There are significant hikes to the HST, income tax rates and the gas tax in the provincial budget brought down Thursday.

'There's nothing about increasing revenue that is pleasant.' - Finance Minister Cathy Bennett

If you are a single person making between $70,000 and $80,000 a year, provincial officials estimate that the combined impact of those changes alone will take roughly $2,800 out of your pocket.

And that doesn't include the consequences of an array of other fee increases and "revenue actions" to bolster the sagging provincial treasury.

"There's nothing about increasing revenue that is pleasant," Finance Minister Cathy Bennett told reporters.

Big hikes to income tax

Income taxes are going up in two stages this year and next, rolling back reductions that were put in place when oil cash was flowing and times were good.

By 2017, the lowest income earners in the province will see a one-per-cent income tax hike. The hit to the highest bracket will be an additional three per cent.

On top of those income tax increases is a "temporary deficit reduction levy." It will be effective July 1.

Those making $25,000 will be subject to an extra charge of $300 per year. If you make $50,000, the levy is $600. At $75,000 it jumps to $750. For the biggest earners, it tops out at $900.

The province hopes to begin reducing that levy in 2018.

Temporary doubling of gas tax

While their wallets will be lighter, taxpayers will be facing heavier costs to get around.

Effective June 2, there will be a temporary 16.5 cent per litre increase in provincial gasoline taxes. That's double the current rate.

If your family sedan's 50-litre gas tank cost $50 to fill today, it will soon cost $58.25 to top up the same tank.

That measure will be reviewed by the fall.

gas pump

The 2016 budget is doubling the provincial gasoline tax, as the Newfoundland and Labrador government struggles with a massive deficit. (CBC)

HST promise scrapped

The fledgling Liberal government also reversed a long-standing promise not to increase the HST.

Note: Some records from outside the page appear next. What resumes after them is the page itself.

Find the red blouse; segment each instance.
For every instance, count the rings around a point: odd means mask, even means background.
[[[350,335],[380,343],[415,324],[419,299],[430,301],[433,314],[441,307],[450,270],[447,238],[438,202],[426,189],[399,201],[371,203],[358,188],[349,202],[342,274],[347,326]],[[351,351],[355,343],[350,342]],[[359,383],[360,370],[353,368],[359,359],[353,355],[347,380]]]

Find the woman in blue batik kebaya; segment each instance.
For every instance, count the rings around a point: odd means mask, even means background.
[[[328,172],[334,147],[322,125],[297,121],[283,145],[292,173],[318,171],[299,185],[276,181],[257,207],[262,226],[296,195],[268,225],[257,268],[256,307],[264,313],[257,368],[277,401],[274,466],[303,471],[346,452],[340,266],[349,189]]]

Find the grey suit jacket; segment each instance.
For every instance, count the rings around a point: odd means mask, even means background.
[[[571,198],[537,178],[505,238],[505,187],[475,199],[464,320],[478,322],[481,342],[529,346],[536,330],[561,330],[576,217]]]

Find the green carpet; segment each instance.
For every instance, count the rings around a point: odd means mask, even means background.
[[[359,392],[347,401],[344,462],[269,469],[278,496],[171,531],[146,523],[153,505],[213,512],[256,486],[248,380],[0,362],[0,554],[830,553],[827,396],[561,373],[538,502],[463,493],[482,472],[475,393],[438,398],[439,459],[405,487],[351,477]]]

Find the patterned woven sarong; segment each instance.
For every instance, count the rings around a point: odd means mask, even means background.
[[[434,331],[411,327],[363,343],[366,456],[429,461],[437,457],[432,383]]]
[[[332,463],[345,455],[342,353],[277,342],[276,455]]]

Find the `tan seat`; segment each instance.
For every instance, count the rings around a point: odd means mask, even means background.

The previous Tory administration had announced plans to increase the HST, but was turfed from office before the increase could be implemented.

In December, Premier Dwight Ball stopped that hike from happening, in one of his first acts after taking office.

Just months later, his government is now walking back that reversal.

The HST is going up to 15 per cent from the current 13 per cent, effective July 1.

350 fees hiked or introduced

About 300 fees for licences, permits, fines and inspections are going up. Another 50 new fees are being introduced.

Those increases will affect all phases of life. Birth certificates will cost more. So will death certificates. And marriage licences.

It will cost more to be mobile — in addition to increases to fill your gas tank, you will also pay more to register your car, get a driver's licence, ride a ferry or even fuel an airplane.

It will cost more to camp at a provincial park, to see a show at the Arts and Culture Centre, or to go salmon fishing.

In another significant move, a 15-per-cent tax will be reapplied to insurance premiums. Your $1,000 insurance policy will cost $150 more after July 1.

Corporate taxes are going up as well, a one-point jump retroactive back to Jan. 1.

While booze prices have already increased, the other sin-tax standby is also on the rise, effective Friday.

Each cigarette will cost one cent more, and each gram of fine-cut tobacco two cents more.

Big deficit still forecast

Even with all of those new measures to raise hundreds of millions in additional cash for the treasury, the province is still forecasting a tide of red ink over the books this fiscal year.

The projected deficit is $1.83 billion. Bennett said that number would have ballooned to $2.7 billion, if no action had been taken.

Last year's deficit is expected to come in at $2.2 billion.